Protection des données privées: la Belgique fait plier Facebook

Au quartier général californien de Facebook, à Menlo Park, on n’aura guère le cœur de cliquer sur le bouton « j’aime » en lisant le jugement que vient de rendre le tribunal de Première instance de Bruxelles. Celui-ci vient de condamner de manière très ferme le géant des réseaux sociaux. Motif : il ne respecte pas la législation belge relative à la protection des données.

Dans un texte de quatre-vingts pages, le tribunal a très largement suivi l’argumentaire développé par la Commission belge de la Vie privée, qui avait intenté cette action contre Facebook Inc., Facebook Irlande et Facebook Belgique.

Que reproche-t-on à Facebook ? De collecter des informations personnelles de manière disproportionnée et sans « consentement informé », non seulement des internautes qui sont inscrits à son service mais également de tous les non-membres qui cliquent sur un bouton « j’aime », comme ceux que l’on trouve sur des dizaines de millions de sites web dans le monde. Facebook conserve ces données pour en faire des profils, qui serviront ensuite à mieux cibler les internautes avec de la publicité.

250.000 euros par jour de retard

Dès la signification du jugement, Facebook sera tenu de le publier sur son site web. Il devra également détruire les données personnelles obtenues de manière illégale. Et il aura trois mois pour modifier son système technique afin de le mettre en conformité avec la législation.
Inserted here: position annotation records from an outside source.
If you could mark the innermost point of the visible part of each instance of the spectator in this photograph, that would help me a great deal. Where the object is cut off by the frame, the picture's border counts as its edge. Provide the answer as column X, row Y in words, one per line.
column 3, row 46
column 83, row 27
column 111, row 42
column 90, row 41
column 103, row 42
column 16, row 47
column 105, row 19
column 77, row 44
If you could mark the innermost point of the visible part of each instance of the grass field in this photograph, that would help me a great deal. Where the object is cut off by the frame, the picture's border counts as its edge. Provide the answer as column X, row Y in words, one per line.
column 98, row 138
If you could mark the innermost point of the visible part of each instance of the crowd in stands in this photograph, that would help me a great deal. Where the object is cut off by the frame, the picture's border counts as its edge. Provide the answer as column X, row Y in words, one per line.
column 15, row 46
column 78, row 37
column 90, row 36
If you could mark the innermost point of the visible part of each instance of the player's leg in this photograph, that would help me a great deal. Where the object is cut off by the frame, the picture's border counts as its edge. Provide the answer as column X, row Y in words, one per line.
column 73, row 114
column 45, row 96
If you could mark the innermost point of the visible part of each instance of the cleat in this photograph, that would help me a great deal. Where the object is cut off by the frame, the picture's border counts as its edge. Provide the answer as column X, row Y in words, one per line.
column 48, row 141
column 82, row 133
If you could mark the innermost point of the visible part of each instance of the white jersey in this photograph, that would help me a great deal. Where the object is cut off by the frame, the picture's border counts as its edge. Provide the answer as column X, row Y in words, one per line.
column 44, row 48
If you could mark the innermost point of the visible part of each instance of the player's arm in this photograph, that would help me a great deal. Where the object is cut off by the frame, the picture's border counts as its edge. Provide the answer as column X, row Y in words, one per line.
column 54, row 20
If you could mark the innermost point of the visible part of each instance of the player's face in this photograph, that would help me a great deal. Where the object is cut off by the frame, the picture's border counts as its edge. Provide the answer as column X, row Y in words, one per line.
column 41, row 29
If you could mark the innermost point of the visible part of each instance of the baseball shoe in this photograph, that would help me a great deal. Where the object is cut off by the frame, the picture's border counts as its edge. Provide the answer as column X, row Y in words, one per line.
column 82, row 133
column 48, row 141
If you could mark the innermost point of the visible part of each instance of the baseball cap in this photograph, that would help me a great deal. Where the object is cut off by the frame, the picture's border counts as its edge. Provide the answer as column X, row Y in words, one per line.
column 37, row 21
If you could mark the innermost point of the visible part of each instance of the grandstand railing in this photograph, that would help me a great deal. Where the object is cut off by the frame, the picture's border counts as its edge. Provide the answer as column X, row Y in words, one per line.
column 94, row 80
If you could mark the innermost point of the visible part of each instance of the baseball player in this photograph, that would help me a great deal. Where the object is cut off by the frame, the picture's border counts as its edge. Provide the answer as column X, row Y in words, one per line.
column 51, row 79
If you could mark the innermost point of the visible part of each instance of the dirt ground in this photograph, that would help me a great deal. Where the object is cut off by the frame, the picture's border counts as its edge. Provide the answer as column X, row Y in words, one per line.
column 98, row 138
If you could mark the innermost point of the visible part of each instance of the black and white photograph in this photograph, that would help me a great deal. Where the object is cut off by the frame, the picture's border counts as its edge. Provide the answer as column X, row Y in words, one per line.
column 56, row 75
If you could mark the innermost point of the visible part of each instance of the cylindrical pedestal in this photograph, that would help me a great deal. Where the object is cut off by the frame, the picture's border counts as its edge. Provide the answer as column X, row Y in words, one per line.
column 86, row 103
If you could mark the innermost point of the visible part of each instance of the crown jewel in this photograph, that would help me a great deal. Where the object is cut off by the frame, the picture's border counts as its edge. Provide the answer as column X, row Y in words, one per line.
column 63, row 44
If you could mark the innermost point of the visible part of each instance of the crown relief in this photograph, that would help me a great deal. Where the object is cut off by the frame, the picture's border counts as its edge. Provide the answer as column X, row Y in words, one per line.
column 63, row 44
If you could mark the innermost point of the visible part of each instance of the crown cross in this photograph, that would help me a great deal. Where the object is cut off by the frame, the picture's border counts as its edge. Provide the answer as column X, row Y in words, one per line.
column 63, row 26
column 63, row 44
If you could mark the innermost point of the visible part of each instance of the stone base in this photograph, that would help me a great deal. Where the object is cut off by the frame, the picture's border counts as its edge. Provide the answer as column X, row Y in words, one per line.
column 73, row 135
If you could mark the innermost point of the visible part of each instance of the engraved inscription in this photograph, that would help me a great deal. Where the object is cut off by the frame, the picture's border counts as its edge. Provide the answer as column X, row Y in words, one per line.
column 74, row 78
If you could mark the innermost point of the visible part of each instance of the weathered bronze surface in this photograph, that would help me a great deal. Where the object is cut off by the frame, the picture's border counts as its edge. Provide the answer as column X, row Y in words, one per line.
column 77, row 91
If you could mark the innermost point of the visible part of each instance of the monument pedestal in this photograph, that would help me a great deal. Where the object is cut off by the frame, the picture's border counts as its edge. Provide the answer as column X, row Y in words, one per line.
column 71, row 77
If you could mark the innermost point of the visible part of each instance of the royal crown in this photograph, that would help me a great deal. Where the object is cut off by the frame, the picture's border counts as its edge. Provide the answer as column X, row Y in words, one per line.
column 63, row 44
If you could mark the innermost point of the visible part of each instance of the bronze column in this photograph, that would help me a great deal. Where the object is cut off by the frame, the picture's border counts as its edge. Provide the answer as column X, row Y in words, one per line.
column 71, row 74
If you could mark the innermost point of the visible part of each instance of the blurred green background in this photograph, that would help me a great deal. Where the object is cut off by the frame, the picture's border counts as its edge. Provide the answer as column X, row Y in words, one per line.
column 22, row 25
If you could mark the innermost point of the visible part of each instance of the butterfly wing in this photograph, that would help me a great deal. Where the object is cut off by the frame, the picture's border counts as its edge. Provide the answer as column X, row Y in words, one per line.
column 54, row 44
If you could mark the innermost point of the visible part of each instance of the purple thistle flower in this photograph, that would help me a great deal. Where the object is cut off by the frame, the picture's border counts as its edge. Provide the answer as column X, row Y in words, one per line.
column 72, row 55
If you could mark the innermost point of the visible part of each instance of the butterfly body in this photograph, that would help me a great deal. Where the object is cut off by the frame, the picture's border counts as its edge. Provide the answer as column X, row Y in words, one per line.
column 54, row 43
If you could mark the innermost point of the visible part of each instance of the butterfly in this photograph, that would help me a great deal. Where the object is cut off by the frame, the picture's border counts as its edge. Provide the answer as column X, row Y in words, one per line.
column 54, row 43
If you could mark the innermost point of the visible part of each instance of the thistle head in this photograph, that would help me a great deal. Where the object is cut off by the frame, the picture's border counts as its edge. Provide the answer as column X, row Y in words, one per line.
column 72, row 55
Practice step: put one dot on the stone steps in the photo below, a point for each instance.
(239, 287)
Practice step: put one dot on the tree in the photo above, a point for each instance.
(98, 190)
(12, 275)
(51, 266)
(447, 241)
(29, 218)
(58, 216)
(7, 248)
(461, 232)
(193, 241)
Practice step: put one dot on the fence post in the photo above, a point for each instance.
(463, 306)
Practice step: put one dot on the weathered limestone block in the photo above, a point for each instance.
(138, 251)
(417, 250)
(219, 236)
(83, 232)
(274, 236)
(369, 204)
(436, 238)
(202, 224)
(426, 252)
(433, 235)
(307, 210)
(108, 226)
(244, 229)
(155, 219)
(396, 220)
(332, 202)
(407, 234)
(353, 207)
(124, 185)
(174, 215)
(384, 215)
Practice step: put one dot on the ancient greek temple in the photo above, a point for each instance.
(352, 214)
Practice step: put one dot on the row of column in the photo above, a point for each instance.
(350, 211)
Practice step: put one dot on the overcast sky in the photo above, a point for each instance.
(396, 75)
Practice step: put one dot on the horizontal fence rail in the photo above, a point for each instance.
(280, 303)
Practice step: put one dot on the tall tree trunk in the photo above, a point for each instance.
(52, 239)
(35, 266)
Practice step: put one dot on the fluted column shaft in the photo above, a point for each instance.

Une décision assortie d’astreintes dont le montant est à la mesure des revenus de l’entreprise californienne : 250.000 euros par jour de retard, avec un maximum de cent millions d’euros. Même pour Facebook, il ne s’agit pas de roupie de sansonnet.

La décision s’appliquera uniquement aux connexions à Facebook sur le territoire belge. Mais elle couvrira les pages contenant des modules « j’aime », où qu’ils se trouvent dans le monde entier.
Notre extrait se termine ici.